Aiming to better strained relationship with the US and the EU over out-of-control trade surplus, Beijing is trying to adopt new polices to cut its export growth to avoid a potentially disastrous “political” problem. China currently has a trade surplus of USD 177 billion which could easily grow to USD 300 billion.
Experts fault the problem to arise from the export of high-energy-consuming and low-value-added goods from its goods processing sector and also from its largely under-valued and secretively managed currency. Last year, Beijing imposed taxes on the offending sector but its artificially low currency valued nullified such measures. US policy makers have been demanding an appreciating of its currency, the Yuan, and Beijing has conservatively allowed the upward movement against the dollar to a maximum of .3% every day.

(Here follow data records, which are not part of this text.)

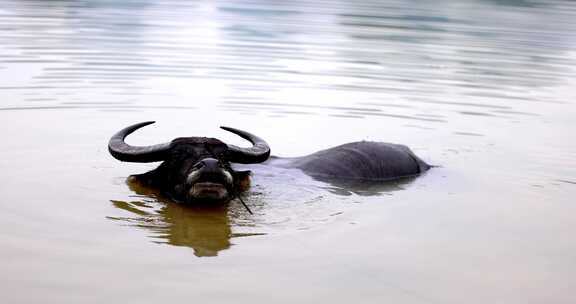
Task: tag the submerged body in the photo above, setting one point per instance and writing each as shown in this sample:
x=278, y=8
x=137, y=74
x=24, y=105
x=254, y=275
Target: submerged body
x=364, y=160
x=199, y=169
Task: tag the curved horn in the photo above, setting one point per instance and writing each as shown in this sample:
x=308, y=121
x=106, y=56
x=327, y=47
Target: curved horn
x=259, y=152
x=125, y=152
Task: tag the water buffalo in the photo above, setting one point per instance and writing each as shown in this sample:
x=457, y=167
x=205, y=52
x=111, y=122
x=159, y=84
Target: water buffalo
x=198, y=169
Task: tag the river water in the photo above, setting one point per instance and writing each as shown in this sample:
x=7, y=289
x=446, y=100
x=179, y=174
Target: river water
x=485, y=90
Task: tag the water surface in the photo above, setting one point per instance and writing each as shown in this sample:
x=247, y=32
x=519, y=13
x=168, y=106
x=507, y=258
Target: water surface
x=483, y=89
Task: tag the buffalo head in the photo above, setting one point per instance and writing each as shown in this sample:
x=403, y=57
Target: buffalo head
x=193, y=169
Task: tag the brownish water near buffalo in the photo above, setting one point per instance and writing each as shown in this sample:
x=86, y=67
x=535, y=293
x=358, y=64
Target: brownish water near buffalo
x=484, y=89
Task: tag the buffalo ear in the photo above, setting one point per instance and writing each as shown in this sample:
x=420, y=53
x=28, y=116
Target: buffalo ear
x=242, y=180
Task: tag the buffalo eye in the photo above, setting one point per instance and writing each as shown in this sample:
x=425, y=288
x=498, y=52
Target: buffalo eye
x=198, y=165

Last year, the currency moved up 3.2 against the US Dollar but experts in the US complain that the currency is undervalued by as much as 40%. In tacit admission, Chinese officials have revealed plans to appreciate the currency by 4-5% this year based on a “gradual appreciation: philosophy to minimize risks and “greater efficiency.” They are resistant to pressure from the US to appreciate it faster arguing that “monetary policy” must not be tied to “exchange rate policy.” Instead, conceding that “Cutting the huge trade surplus is the priority task for 2007,” Commerce Minister Bo Xilai says that his nation will use a combination of taxation, relaxed import restrictions, and financial incentives to deal with the problem.
It is not clear what new taxes it will impose and what incentives it will offer. But, the artificially low currency rate is stifling global trade and it is time that China addresses this issue.